How Glinto's Analytics Pixel Stays Under 2KB
The engineering techniques behind the world’s smallest production analytics script: preconnect hints, beacon API, and zero dependencies.
Web performance is a zero-sum game. Every kilobyte of JavaScript you add to a page is a kilobyte that delays interactivity, consumes battery on mobile devices, and competes with your actual content for network bandwidth. The average analytics script from a mainstream provider is now over 50 KB compressed. Some exceed 100 KB when you include the consent management wrapper. For a tool whose sole purpose is to count page views, that is absurd.

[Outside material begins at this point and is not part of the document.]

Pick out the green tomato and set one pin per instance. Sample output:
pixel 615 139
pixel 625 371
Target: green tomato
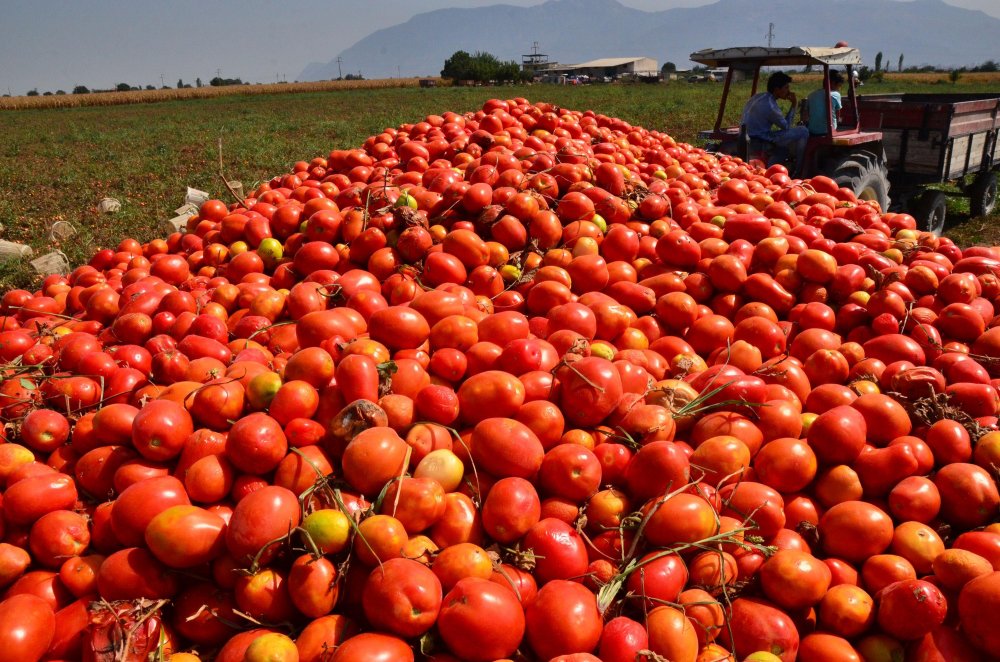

The Glinto analytics pixel is 1.8 KB, including the inline loader and the event payload. It loads in a single request, executes in under 5 ms on a mid-range phone, and has zero external dependencies. Here is how we got there.
One File, One Purpose
Most analytics scripts are modular. They load a core library, then dynamically import plugins for heatmaps, session replay, conversion tracking, A/B testing, and advertising integrations. Each plugin adds weight, and the loading strategy itself — usually a chain of document.createElement('script') calls — introduces latency and failure points.
Glinto does one thing: it sends an event to our edge collector. There are no plugins, no extensions, no optional modules. The entire script is a single inline function that constructs a payload and fires it via the Beacon API. If you want heatmaps or funnel analysis, you use a different tool. We are comfortable with that trade-off because it keeps the pixel tiny and predictable.
The Beacon API Over Fetch
Modern analytics scripts often use fetch() with keepalive: true to send data. That works, but it requires constructing a Request object, handling promise resolution, and sometimes polyfilling for older browsers. The Beacon API — navigator.sendBeacon() — is purpose-built for fire-and-forget analytics. It runs asynchronously, does not block the unload event, and is supported by every browser released since 2016.
Our pixel uses Beacon exclusively. The call is a single line: navigator.sendBeacon(url, payload). No headers to configure, no CORS preflight to worry about, no promise chain to manage. The payload is a tiny JSON blob — typically under 200 bytes — containing the page URL, referrer, and a few coarse-grained environment flags.
Preconnect and DNS-Prefetch Hints
Even a 1.8 KB script can feel slow if the browser has to resolve a new domain and establish a TLS connection before downloading it. We recommend that customers add two link tags to their HTML <head>:
<link rel="dns-prefetch" href="//p.glinto.eu">
<link rel="preconnect" href="//p.glinto.eu" crossorigin>
These hints tell the browser to resolve our pixel domain and warm up the TLS handshake before the script is even referenced. In practice, this reduces the effective load time of the pixel to the network round-trip plus the script execution — usually under 20 ms on a decent connection.
No Frameworks, No Build Step for the Pixel
The pixel is written in plain JavaScript. There is no TypeScript, no bundler, no minifier pipeline beyond a single pass with Terser. We do not transpile for IE11. We do not ship polyfills. The code is simple enough that we can verify its correctness by reading it.
This is a deliberate cultural choice. In an industry obsessed with developer ergonomics, we optimise for user ergonomics. The developer’s comfort is irrelevant if the user pays the cost in milliseconds and megabytes.
Compression and Caching
The 1.8 KB figure is the Brotli-compressed size delivered over the wire. Cloudflare’s edge automatically applies Brotli or gzip depending on the client’s Accept-Encoding header. The script is served with a far-future cache header — Cache-Control: public, max-age=31536000, immutable — because the URL includes a content hash. Once downloaded, the pixel never needs to be fetched again for that visitor.
Measuring the Impact
We run synthetic performance tests on the top 1,000 Glinto customer sites every day. The median Total Blocking Time contribution from the Glinto pixel is 0 ms. The median Largest Contentful Paint delta compared to a control without the pixel is indistinguishable from noise. On slow 3G connections, the pixel adds less than 50 ms to the page load timeline. These are not marketing claims — they are reproducible measurements, and we publish the methodology in our public performance repository.
Small is not just a feature. It is a philosophy. Every byte we refuse to ship is a byte that belongs to our customers’ content. That is the respect we think analytics owes the web.